Sandro Botticelli: A “Golden Age” Painter

Sandro Botticelli - Agony in the Garden - c. 1500 - Tempera on panel, 53 x 35 cm - Museo de la Capilla Real, Granada (click photo for larger image)Born Alessandro di Mariano Filipepi, (1445-1510), Botticelli's name is derived from that of his elder brother Giovanni, a pawnbroker who was called Botticello (“Little Barrel”).
As is often the case with Renaissance artists, most of the modern information about Botticelli’s life and character derives from Giorgio Vasari’s Lives of the Most Eminent Painters, Sculptors, & Architects, as supplemented and corrected from documents.

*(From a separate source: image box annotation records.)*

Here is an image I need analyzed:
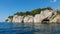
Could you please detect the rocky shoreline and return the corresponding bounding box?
[7,10,60,23]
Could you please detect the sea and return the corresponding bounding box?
[0,22,60,34]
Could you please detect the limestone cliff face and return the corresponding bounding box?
[7,10,56,23]
[12,15,23,23]
[50,15,60,23]
[7,18,12,22]
[24,15,34,23]
[34,10,54,23]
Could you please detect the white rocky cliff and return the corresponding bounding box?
[7,10,56,23]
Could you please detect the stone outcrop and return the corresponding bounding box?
[24,15,34,23]
[12,15,23,23]
[50,15,60,23]
[7,10,56,23]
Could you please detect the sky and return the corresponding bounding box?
[0,0,60,22]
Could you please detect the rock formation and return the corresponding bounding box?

Botticelli’s father was a tanner who apprenticed Sandro to a goldsmith after his schooling was finished. But, since Sandro preferred painting, his father then placed him under Filippo Lippi, who was one of the most admired Florentine masters. Lippi’s painterly style, which was formed in the early Florentine Renaissance, was fundamental to Botticelli’s own artistic formation, and his influence is evident even in his pupil’s late works. Lippi taught Botticelli the techniques of panel painting and fresco, and gave him an assured control of linear perspective. Stylistically, Botticelli acquired from Lippi a repertory of types and compositions, a certain graceful fancifulness in costuming, a linear sense of form, and a partiality to certain paler hues that is still visible even after Botticelli had developed his own strong and resonant color schemes.
Interestingly, just as Lippi as had trained Botticelli, so did Botticelli eventually train his teacher’s son, Filippino Lippi. Also like his teacher, Botticelli also became closely tied to the Medici. Botticelli’s work eventually fell out of favor, but interest in it was revived by the Pre-Raphaelite Brotherhood. He is now widely regarded as one of the great masters of the Italian Renaissance.
The work featured here is the only one of Botticelli's paintings known to have been exported from Italy during the artist's lifetime. It is recorded as being in the possession of Isabella the Catholic, Queen of Castille, in 1504. It was probably brought to the court of Castille by a merchant, accompanied by various other luxury goods.